A Bloomsbury Nativity
I wish my readers a happy Christmas with this unusual church wall painting, the 20th-century Nativity scene in the church at Berwick, not far to the west of Eastbourne in East Sussex. Commissioned in 1941, the paintings in the church are the work of Bloomsbury Group artists Duncan Grant, Vanessa Bell (the sister of Virginia Woolf), and Quentin Bell. They’re remarkable for being the only complete set of murals by major 20th-century artists in an English parish church.
Vanessa Bell’s Nativity scene is striking for its bold, direct style, although there’s something sombre about it – the colours are not as bright as in many of her works and the facial expressions are contemplative rather than joyous. The seriousness of the work no doubt relates to the story itself – the birst of Jesus is to be celebrated, but we know that his life on Earth will end in a brutal execution. Perhaps this quality in the painting also reflects the fact that the artist had lost not only her sister Virginia (who had taken her own life earlier that year) and her son, Julian, who was killed in the Spanish Civil War. Some say that she has painted the infant Jesus with similar features to those of Julian when he was a baby; the model for Mark was Vanessa’s daughter, Angelica. The sitters for the other figures were local farm workers and servants, so thet painting is steeped in the artist’s family and people she knew.

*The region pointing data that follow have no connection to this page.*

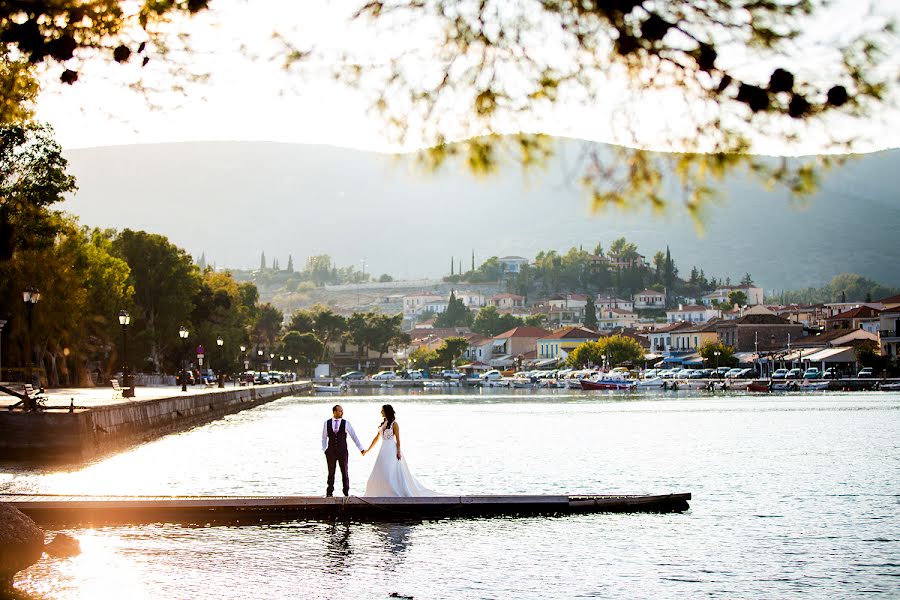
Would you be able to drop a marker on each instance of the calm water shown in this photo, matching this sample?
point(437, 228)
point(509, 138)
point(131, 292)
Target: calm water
point(792, 495)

It is also very English (I am not only thinking of the clothes worn by many of the characters), and redolent of the local Sussex countryside in particular. The barn is probably based on one in the area; the view out looks towards the beautiful downland scenery that helped draw Virginia and Leonard Woolf, Vanessa and Clive Bell, and Duncan Grant to this part of the world. The lamb in the foreground is a Sussex lamb; the produce is in a Sussex trug; even the shepherds’ crooks are based on a local design.*
We are so used to plain whitewashed church walls punctuated with monuments and, just occasionally, a fragmentary medieval wall painting, that for many the extraordinary paintings in Berwick church must be something of a shock. As well as this Nativity, there’s an Annunciation, a Crucifixion, a Supper at Emmaus, a Christ in Glory, and much else. But I can’t help thinking that this location, this church, was right for a cycle of paintings by these British artists at the time of World War II. In spite of the solemnity, there is colour, optimism, renewal, and the faith in the future that must accompany the undertaking of any major project. They needed these things then, and we need them now.
Season’s Greetings.
- - - - -
* I am indebted to the Berwick church website, and to its guidebook, for much of this information.
- - - - -
* I am indebted to the Berwick church website, and to its guidebook, for much of this information.